MacDuff has excelled all the way up the local track and field ladder and thus hasn’t required coaches to ‘get in his face.’

“I’ll just try to take it as a learning experience and make myself better,” MacDuff said when asked how he’ll react to the Townsend approach. “I can take a lot. Most of the time I react pretty well to people yelling at me, as long as they don’t do it in a way I don’t like.”

MacDuff doesn’t believe Townsend will ever find issue with his work ethic.

By his own admission he’s not the most athletically talented runner, but he maximizes what he’s got with a never-say-die attitude.

“My head doesn’t let me stop,” he elaborated. “My legs say stop, but my head keeps telling me, ‘You can do more.’ I have no clue where that comes from, but I never want to quit something. I just want to keep going.”

Not easy to do when you’re 2,000 metres into a 3,000 metre race, but somehow he always manages to get it done.

“The 1,500 metre mark is really where you get the ‘I don’t want to do this anymore’ feeling,” he said. “When you hit 2,000 metres, you start telling yourself you’re almost there and put the gas on.”

According to the SFU athletics website, the school has 32 males involved in hurdles, sprint or long-distance running.

There’s another 24 on the women’s side.

“We don’t have a lot of people doing track at GW Graham, so it’s been more of an individual thing,” MacDuff said, contrasting the SFU crowd with his current semi-solitary existence. “They’ve got a big team. All the runners are doing stuff together and it looks really cool.
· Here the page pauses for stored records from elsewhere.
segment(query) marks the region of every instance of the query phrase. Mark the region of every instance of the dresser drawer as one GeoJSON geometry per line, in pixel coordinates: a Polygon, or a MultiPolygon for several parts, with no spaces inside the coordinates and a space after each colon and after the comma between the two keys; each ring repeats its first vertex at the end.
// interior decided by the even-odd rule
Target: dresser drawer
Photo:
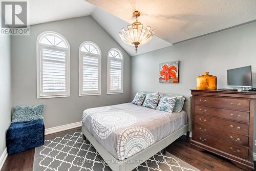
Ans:
{"type": "Polygon", "coordinates": [[[197,132],[194,133],[193,139],[236,156],[248,159],[248,147],[235,145],[197,132]]]}
{"type": "Polygon", "coordinates": [[[195,103],[245,111],[249,111],[250,110],[250,101],[247,100],[195,96],[195,103]]]}
{"type": "Polygon", "coordinates": [[[249,123],[249,113],[196,105],[195,113],[249,123]]]}
{"type": "Polygon", "coordinates": [[[247,124],[229,121],[198,114],[195,115],[194,119],[195,123],[218,127],[224,130],[224,131],[229,131],[235,133],[246,135],[248,135],[249,134],[249,125],[247,124]]]}
{"type": "Polygon", "coordinates": [[[234,144],[246,146],[249,145],[249,137],[245,135],[198,123],[194,124],[194,130],[204,135],[210,136],[234,144]]]}

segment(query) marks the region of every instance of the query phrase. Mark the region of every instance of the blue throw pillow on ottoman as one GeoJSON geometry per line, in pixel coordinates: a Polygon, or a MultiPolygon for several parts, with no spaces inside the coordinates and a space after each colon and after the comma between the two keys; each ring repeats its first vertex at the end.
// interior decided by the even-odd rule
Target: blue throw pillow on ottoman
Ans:
{"type": "Polygon", "coordinates": [[[45,104],[38,104],[34,106],[16,106],[12,114],[12,123],[27,122],[42,119],[45,104]]]}
{"type": "Polygon", "coordinates": [[[12,123],[7,130],[8,155],[44,145],[45,125],[42,119],[12,123]]]}

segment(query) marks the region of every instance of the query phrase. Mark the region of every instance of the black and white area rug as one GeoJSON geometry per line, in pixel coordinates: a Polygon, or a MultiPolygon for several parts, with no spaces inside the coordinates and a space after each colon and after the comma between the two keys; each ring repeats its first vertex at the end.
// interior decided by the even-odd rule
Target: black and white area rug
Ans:
{"type": "MultiPolygon", "coordinates": [[[[33,171],[111,171],[82,133],[75,132],[46,140],[36,148],[33,171]]],[[[159,153],[133,171],[199,171],[166,152],[159,153]]]]}

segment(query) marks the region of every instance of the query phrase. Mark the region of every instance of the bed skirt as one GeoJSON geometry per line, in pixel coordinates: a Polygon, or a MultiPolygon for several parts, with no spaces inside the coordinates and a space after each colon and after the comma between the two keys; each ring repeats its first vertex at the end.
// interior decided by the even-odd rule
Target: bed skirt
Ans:
{"type": "Polygon", "coordinates": [[[83,124],[82,125],[82,132],[83,135],[89,140],[103,159],[107,162],[109,166],[113,171],[132,170],[141,163],[145,162],[151,157],[168,146],[180,137],[186,134],[188,131],[188,124],[187,124],[147,148],[128,158],[123,160],[120,160],[116,159],[110,154],[109,152],[98,142],[94,137],[91,135],[83,124]]]}

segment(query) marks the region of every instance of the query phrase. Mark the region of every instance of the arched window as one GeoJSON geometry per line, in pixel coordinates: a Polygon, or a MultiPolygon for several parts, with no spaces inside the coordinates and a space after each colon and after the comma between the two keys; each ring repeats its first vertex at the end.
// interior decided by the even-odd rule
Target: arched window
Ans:
{"type": "Polygon", "coordinates": [[[41,33],[36,41],[37,98],[70,96],[70,49],[58,33],[41,33]]]}
{"type": "Polygon", "coordinates": [[[79,96],[101,93],[101,52],[92,41],[84,41],[79,48],[79,96]]]}
{"type": "Polygon", "coordinates": [[[123,59],[122,52],[112,48],[108,54],[108,94],[123,93],[123,59]]]}

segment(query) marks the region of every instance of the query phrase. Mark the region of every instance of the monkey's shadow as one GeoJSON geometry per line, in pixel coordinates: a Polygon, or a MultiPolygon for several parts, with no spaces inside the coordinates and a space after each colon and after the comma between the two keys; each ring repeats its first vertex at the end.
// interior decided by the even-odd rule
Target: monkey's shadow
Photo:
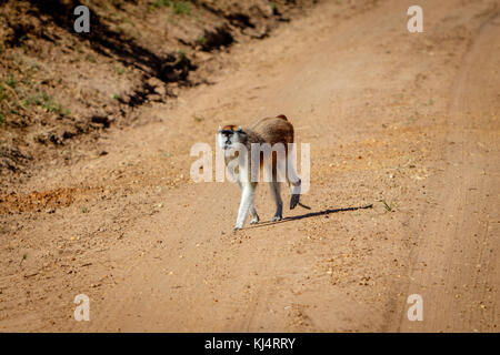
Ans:
{"type": "Polygon", "coordinates": [[[357,206],[357,207],[343,207],[343,209],[328,209],[328,210],[323,210],[323,211],[318,211],[318,212],[309,212],[306,214],[300,214],[300,215],[294,215],[294,216],[290,216],[290,217],[286,217],[282,219],[281,221],[277,221],[277,222],[261,222],[259,224],[254,224],[254,225],[250,225],[243,230],[252,230],[252,229],[258,229],[261,226],[269,226],[269,225],[273,225],[273,224],[278,224],[278,223],[286,223],[286,222],[291,222],[291,221],[298,221],[298,220],[303,220],[303,219],[310,219],[310,217],[316,217],[316,216],[320,216],[320,215],[328,215],[331,213],[338,213],[338,212],[348,212],[348,211],[358,211],[358,210],[368,210],[368,209],[372,209],[373,204],[368,204],[368,205],[363,205],[363,206],[357,206]]]}

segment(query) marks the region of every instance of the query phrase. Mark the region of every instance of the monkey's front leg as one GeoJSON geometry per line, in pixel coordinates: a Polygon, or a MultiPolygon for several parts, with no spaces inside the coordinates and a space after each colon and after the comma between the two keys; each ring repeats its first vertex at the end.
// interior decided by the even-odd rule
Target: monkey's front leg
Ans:
{"type": "Polygon", "coordinates": [[[251,183],[241,184],[241,202],[238,210],[237,224],[234,231],[242,230],[244,220],[249,213],[250,206],[253,205],[254,186],[251,183]]]}

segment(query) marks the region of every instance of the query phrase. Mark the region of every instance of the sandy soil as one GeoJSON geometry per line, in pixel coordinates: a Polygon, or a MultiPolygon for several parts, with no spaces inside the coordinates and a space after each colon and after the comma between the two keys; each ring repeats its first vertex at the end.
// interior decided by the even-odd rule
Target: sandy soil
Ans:
{"type": "Polygon", "coordinates": [[[320,3],[3,196],[0,329],[498,332],[498,2],[420,3],[424,33],[411,1],[320,3]],[[312,210],[232,233],[238,189],[193,183],[189,150],[279,113],[311,144],[312,210]]]}

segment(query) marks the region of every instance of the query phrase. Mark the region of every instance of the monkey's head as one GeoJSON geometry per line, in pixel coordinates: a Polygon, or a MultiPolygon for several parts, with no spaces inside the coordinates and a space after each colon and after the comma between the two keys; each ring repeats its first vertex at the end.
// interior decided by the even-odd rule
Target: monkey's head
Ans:
{"type": "Polygon", "coordinates": [[[247,141],[247,133],[241,126],[233,124],[219,126],[217,133],[217,142],[222,150],[234,149],[236,143],[244,144],[247,141]]]}

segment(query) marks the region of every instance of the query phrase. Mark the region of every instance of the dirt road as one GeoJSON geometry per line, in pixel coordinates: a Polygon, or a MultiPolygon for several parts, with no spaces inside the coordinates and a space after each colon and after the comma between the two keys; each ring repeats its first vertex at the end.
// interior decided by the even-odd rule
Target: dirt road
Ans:
{"type": "MultiPolygon", "coordinates": [[[[423,33],[411,1],[323,2],[237,44],[214,84],[141,109],[162,122],[20,186],[0,329],[498,332],[498,2],[420,2],[423,33]],[[280,113],[311,144],[312,211],[234,234],[238,189],[193,183],[189,150],[280,113]]],[[[257,210],[272,217],[267,186],[257,210]]]]}

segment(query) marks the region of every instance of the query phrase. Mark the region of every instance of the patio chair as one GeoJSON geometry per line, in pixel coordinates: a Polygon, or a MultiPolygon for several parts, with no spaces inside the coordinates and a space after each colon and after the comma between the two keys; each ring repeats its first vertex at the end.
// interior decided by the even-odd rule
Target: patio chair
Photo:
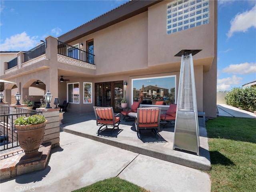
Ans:
{"type": "Polygon", "coordinates": [[[164,101],[157,101],[156,102],[156,105],[163,105],[164,104],[164,101]]]}
{"type": "Polygon", "coordinates": [[[150,107],[138,108],[135,120],[135,127],[138,137],[141,139],[142,130],[151,129],[154,132],[156,138],[158,139],[156,130],[160,130],[161,108],[150,107]]]}
{"type": "Polygon", "coordinates": [[[62,111],[66,112],[68,111],[68,105],[69,105],[69,102],[68,102],[65,105],[60,105],[60,107],[61,109],[62,109],[62,111]]]}
{"type": "Polygon", "coordinates": [[[97,134],[98,136],[100,132],[108,128],[108,126],[112,126],[110,134],[115,128],[119,129],[118,126],[120,124],[120,114],[114,115],[113,107],[93,107],[95,116],[96,117],[96,124],[97,126],[100,126],[98,130],[97,134]],[[104,128],[100,130],[102,127],[104,128]]]}
{"type": "Polygon", "coordinates": [[[132,117],[130,117],[128,115],[129,113],[131,112],[133,112],[136,113],[137,112],[137,109],[140,106],[140,102],[134,102],[132,104],[132,107],[130,108],[126,108],[124,109],[124,110],[121,112],[121,114],[123,115],[124,117],[123,118],[123,120],[125,119],[125,121],[129,119],[134,119],[134,118],[132,117]]]}
{"type": "Polygon", "coordinates": [[[168,124],[173,124],[172,122],[175,120],[176,117],[176,104],[171,104],[166,112],[161,115],[160,116],[161,122],[166,122],[165,123],[161,124],[162,125],[164,125],[163,128],[164,128],[165,126],[168,124]]]}

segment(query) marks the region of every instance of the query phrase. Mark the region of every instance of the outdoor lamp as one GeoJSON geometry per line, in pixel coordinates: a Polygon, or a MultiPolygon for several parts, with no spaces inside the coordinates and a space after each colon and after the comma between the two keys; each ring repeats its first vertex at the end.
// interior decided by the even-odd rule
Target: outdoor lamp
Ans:
{"type": "Polygon", "coordinates": [[[46,106],[45,107],[46,109],[49,109],[50,108],[52,108],[50,105],[50,103],[52,101],[52,95],[51,94],[51,93],[49,92],[49,90],[48,90],[48,92],[46,93],[46,94],[44,95],[44,99],[47,103],[47,104],[46,105],[46,106]]]}
{"type": "Polygon", "coordinates": [[[124,90],[126,90],[127,86],[127,82],[124,82],[124,90]]]}
{"type": "Polygon", "coordinates": [[[62,75],[61,75],[60,76],[61,77],[61,78],[60,78],[60,82],[64,82],[64,79],[63,79],[63,76],[62,75]]]}
{"type": "Polygon", "coordinates": [[[54,102],[53,104],[56,105],[56,106],[54,108],[60,108],[58,106],[58,105],[60,104],[60,100],[58,98],[54,98],[54,102]]]}
{"type": "Polygon", "coordinates": [[[19,102],[20,100],[20,97],[21,97],[21,95],[20,95],[20,94],[18,92],[15,95],[15,99],[17,101],[17,103],[16,103],[16,105],[20,104],[20,102],[19,102]]]}
{"type": "Polygon", "coordinates": [[[0,103],[3,103],[3,99],[4,99],[4,96],[3,95],[2,93],[0,94],[0,103]]]}

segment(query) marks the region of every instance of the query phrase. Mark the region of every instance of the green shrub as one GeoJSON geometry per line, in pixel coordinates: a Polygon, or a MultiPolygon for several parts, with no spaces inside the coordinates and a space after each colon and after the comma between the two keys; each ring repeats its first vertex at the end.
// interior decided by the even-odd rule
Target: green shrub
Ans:
{"type": "Polygon", "coordinates": [[[14,124],[18,125],[26,125],[31,124],[38,124],[45,122],[44,115],[34,115],[28,117],[22,116],[14,120],[14,124]]]}
{"type": "Polygon", "coordinates": [[[224,98],[226,103],[247,111],[256,111],[256,87],[233,88],[224,98]]]}

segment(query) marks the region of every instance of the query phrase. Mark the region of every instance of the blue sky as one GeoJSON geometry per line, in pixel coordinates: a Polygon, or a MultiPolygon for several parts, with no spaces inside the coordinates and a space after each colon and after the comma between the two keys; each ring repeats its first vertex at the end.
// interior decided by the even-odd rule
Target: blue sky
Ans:
{"type": "MultiPolygon", "coordinates": [[[[0,50],[28,50],[127,1],[1,0],[0,50]]],[[[218,33],[217,90],[256,80],[256,1],[218,1],[218,33]]]]}

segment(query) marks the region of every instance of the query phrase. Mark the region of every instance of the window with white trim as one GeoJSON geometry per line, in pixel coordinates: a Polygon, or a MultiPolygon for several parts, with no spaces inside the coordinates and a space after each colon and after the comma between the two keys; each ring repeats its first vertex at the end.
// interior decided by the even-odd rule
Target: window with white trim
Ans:
{"type": "Polygon", "coordinates": [[[79,83],[68,84],[68,100],[70,103],[79,103],[79,83]]]}
{"type": "Polygon", "coordinates": [[[167,5],[167,34],[210,22],[209,0],[178,0],[167,5]]]}

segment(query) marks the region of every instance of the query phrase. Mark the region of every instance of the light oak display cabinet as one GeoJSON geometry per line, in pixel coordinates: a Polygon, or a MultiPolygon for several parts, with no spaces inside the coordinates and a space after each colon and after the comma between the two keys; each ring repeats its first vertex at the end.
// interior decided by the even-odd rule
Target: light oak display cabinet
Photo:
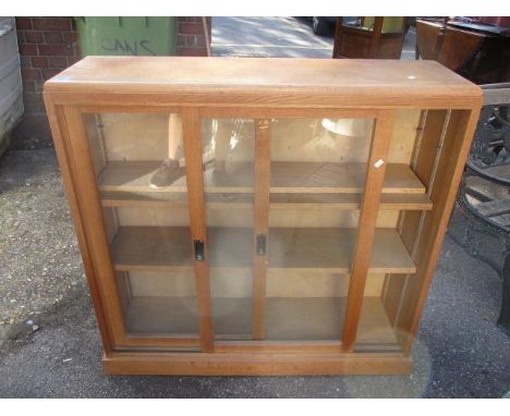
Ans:
{"type": "Polygon", "coordinates": [[[45,101],[108,374],[411,371],[477,86],[433,61],[89,57],[45,101]]]}

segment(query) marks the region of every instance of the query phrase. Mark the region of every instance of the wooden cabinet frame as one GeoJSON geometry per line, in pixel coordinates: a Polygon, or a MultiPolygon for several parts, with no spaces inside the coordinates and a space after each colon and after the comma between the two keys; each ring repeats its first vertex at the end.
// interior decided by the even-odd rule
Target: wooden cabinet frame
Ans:
{"type": "Polygon", "coordinates": [[[86,58],[50,79],[45,85],[45,102],[102,337],[106,371],[166,375],[409,372],[412,341],[481,100],[478,87],[434,62],[86,58]],[[196,70],[196,65],[208,72],[196,70]],[[219,71],[229,73],[229,77],[218,75],[219,71]],[[316,74],[324,74],[324,78],[317,79],[316,74]],[[405,199],[405,196],[392,198],[384,193],[388,166],[385,161],[391,137],[398,130],[398,111],[410,109],[421,114],[410,161],[412,171],[426,188],[425,199],[420,200],[417,197],[405,199]],[[97,112],[181,115],[190,244],[202,241],[206,252],[205,261],[193,261],[199,317],[196,335],[137,335],[126,331],[83,117],[97,112]],[[341,337],[337,341],[265,341],[267,258],[257,256],[254,250],[252,339],[215,340],[201,119],[248,118],[255,121],[255,247],[257,236],[266,235],[269,227],[270,120],[311,117],[375,121],[364,176],[365,192],[360,203],[355,203],[360,220],[341,337]],[[387,271],[382,285],[380,298],[396,332],[398,350],[378,344],[355,346],[378,211],[396,206],[401,209],[398,232],[414,261],[414,267],[406,272],[402,273],[404,269],[397,274],[387,271]]]}

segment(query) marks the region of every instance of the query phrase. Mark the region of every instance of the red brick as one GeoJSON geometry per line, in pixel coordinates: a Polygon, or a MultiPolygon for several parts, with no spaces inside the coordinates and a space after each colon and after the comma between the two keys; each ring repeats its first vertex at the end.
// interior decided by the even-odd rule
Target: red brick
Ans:
{"type": "Polygon", "coordinates": [[[34,81],[24,81],[23,82],[23,91],[35,93],[35,83],[34,81]]]}
{"type": "Polygon", "coordinates": [[[179,33],[185,35],[203,35],[204,28],[201,23],[181,23],[179,25],[179,33]]]}
{"type": "Polygon", "coordinates": [[[35,88],[36,88],[37,93],[42,93],[42,89],[44,89],[44,86],[45,86],[45,79],[34,81],[34,85],[35,85],[35,88]]]}
{"type": "Polygon", "coordinates": [[[34,28],[37,30],[71,30],[72,17],[34,17],[34,28]]]}
{"type": "Polygon", "coordinates": [[[17,30],[17,45],[25,45],[25,30],[17,30]]]}
{"type": "Polygon", "coordinates": [[[49,79],[52,78],[54,75],[59,74],[62,72],[61,70],[42,70],[42,78],[44,79],[49,79]]]}
{"type": "Polygon", "coordinates": [[[73,54],[69,45],[39,45],[39,54],[49,57],[66,57],[73,54]]]}
{"type": "Polygon", "coordinates": [[[23,79],[40,79],[40,71],[31,68],[23,68],[22,70],[23,79]]]}
{"type": "Polygon", "coordinates": [[[28,93],[27,90],[23,91],[23,102],[24,103],[40,103],[42,102],[42,94],[40,93],[28,93]]]}
{"type": "Polygon", "coordinates": [[[49,68],[51,69],[65,69],[69,66],[68,57],[49,57],[49,68]]]}
{"type": "Polygon", "coordinates": [[[42,34],[37,30],[25,30],[25,44],[42,44],[42,34]]]}
{"type": "Polygon", "coordinates": [[[181,57],[205,57],[207,50],[205,48],[179,47],[178,54],[181,57]]]}
{"type": "Polygon", "coordinates": [[[74,44],[77,41],[77,32],[64,32],[62,33],[64,44],[74,44]]]}
{"type": "Polygon", "coordinates": [[[32,29],[31,17],[16,17],[16,28],[20,29],[32,29]]]}
{"type": "Polygon", "coordinates": [[[37,56],[37,45],[20,45],[20,54],[25,57],[37,56]]]}
{"type": "Polygon", "coordinates": [[[20,63],[22,68],[32,68],[31,57],[20,57],[20,63]]]}
{"type": "Polygon", "coordinates": [[[45,32],[46,44],[63,44],[62,34],[60,32],[45,32]]]}
{"type": "Polygon", "coordinates": [[[32,57],[33,68],[48,68],[48,58],[46,57],[32,57]]]}

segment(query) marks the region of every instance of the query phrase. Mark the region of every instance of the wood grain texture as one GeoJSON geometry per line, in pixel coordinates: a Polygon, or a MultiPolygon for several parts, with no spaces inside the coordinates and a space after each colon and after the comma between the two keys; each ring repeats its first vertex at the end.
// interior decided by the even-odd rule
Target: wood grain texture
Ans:
{"type": "Polygon", "coordinates": [[[435,181],[429,189],[434,209],[425,213],[415,255],[417,271],[405,287],[397,317],[402,351],[406,354],[417,331],[478,114],[479,108],[452,112],[439,160],[435,163],[435,175],[440,180],[435,181]]]}
{"type": "MultiPolygon", "coordinates": [[[[170,186],[155,189],[150,178],[159,168],[158,161],[110,162],[99,176],[101,192],[184,193],[183,175],[170,186]]],[[[271,193],[362,193],[365,163],[271,162],[271,193]]],[[[423,194],[425,186],[409,166],[388,163],[384,179],[385,194],[423,194]]],[[[204,173],[207,193],[253,193],[253,163],[239,162],[228,175],[215,176],[212,169],[204,173]]]]}
{"type": "Polygon", "coordinates": [[[412,369],[411,358],[398,353],[112,353],[102,364],[107,375],[161,376],[406,375],[412,369]]]}
{"type": "Polygon", "coordinates": [[[64,183],[65,194],[68,197],[71,217],[74,223],[80,252],[82,254],[83,267],[85,269],[85,277],[87,279],[88,287],[92,294],[92,302],[96,313],[96,319],[101,334],[101,341],[105,352],[111,353],[113,351],[114,341],[112,340],[110,326],[107,320],[105,306],[101,302],[100,289],[97,282],[97,276],[94,271],[94,264],[90,250],[87,245],[85,236],[84,216],[81,210],[78,198],[75,188],[74,172],[72,171],[73,162],[71,160],[69,149],[69,133],[65,125],[65,119],[62,107],[56,107],[51,99],[44,96],[45,107],[48,115],[48,121],[51,129],[51,136],[59,160],[60,171],[64,183]]]}
{"type": "Polygon", "coordinates": [[[114,342],[123,342],[125,335],[124,321],[119,303],[116,274],[105,230],[102,208],[99,201],[85,123],[75,107],[64,107],[63,117],[69,134],[68,144],[73,160],[73,179],[78,204],[82,211],[86,209],[86,216],[83,217],[84,230],[92,254],[94,272],[98,277],[100,298],[114,342]]]}
{"type": "Polygon", "coordinates": [[[266,333],[266,278],[269,229],[269,188],[271,178],[270,121],[255,121],[255,191],[253,205],[253,323],[252,337],[263,340],[266,333]],[[265,253],[257,253],[257,238],[265,240],[265,253]]]}
{"type": "MultiPolygon", "coordinates": [[[[214,268],[252,267],[252,230],[208,229],[208,264],[214,268]]],[[[350,272],[356,238],[354,229],[269,229],[269,268],[350,272]]],[[[120,228],[112,246],[117,270],[177,271],[193,266],[189,228],[120,228]]],[[[413,273],[416,269],[392,229],[374,232],[371,272],[413,273]]],[[[368,257],[368,259],[371,258],[368,257]]]]}
{"type": "MultiPolygon", "coordinates": [[[[195,269],[196,294],[201,321],[201,343],[203,352],[214,350],[214,329],[210,306],[209,265],[207,261],[207,233],[204,199],[204,179],[202,175],[201,123],[196,109],[182,111],[182,133],[184,157],[186,160],[187,204],[190,207],[191,238],[183,240],[173,246],[187,242],[192,247],[195,240],[204,242],[206,258],[203,261],[193,260],[195,269]]],[[[161,241],[161,240],[160,240],[161,241]]],[[[148,243],[149,241],[147,241],[148,243]]],[[[154,240],[150,241],[153,244],[154,240]]],[[[167,243],[167,240],[165,240],[167,243]]],[[[185,257],[184,257],[185,258],[185,257]]]]}
{"type": "Polygon", "coordinates": [[[342,348],[344,351],[351,351],[356,339],[393,122],[394,112],[388,111],[380,114],[375,125],[367,164],[365,193],[360,212],[356,247],[352,261],[345,323],[342,332],[342,348]]]}
{"type": "Polygon", "coordinates": [[[392,60],[87,57],[45,88],[56,100],[137,106],[394,108],[471,106],[482,97],[435,61],[392,60]]]}

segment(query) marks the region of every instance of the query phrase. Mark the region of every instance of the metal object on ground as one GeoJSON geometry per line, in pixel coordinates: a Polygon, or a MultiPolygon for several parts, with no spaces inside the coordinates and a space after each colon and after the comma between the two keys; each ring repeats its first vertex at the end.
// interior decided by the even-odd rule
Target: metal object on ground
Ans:
{"type": "MultiPolygon", "coordinates": [[[[502,306],[498,326],[510,334],[510,84],[482,86],[484,107],[459,191],[458,205],[469,220],[460,242],[502,278],[502,306]],[[501,259],[482,253],[473,235],[494,236],[501,259]]],[[[498,256],[496,256],[498,257],[498,256]]]]}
You have someone to go against, training with people who can help push you to new limits.”

People who choose track and field often do so because they enjoy the individual challenge — they don’t have to rely on teammates for success, only themselves.

MacDuff isn’t like that.

“I’ve been that way all my life, and that’s why I liked playing basketball at GW Graham,” said the multi-sport standout. “It’s nice having those people around you.”

He’ll have a couple of familiar faces at SFU.

GW Graham grad Lorenzo Smith is completing his sophomore season as a competitor in the 800 and 1500m events.

Sardis secondary school grad David Sawatzky is finishing up his freshman season. He too runs the 800 and 1500m.

MacDuff will study criminology with an eye towards police work. He finds the premise of ‘bringing people to justice’ appealing.

He’ll be living on campus, and he looks forward to the freedom he’ll have.

“I think it’s going to be a lot of fun,” he said.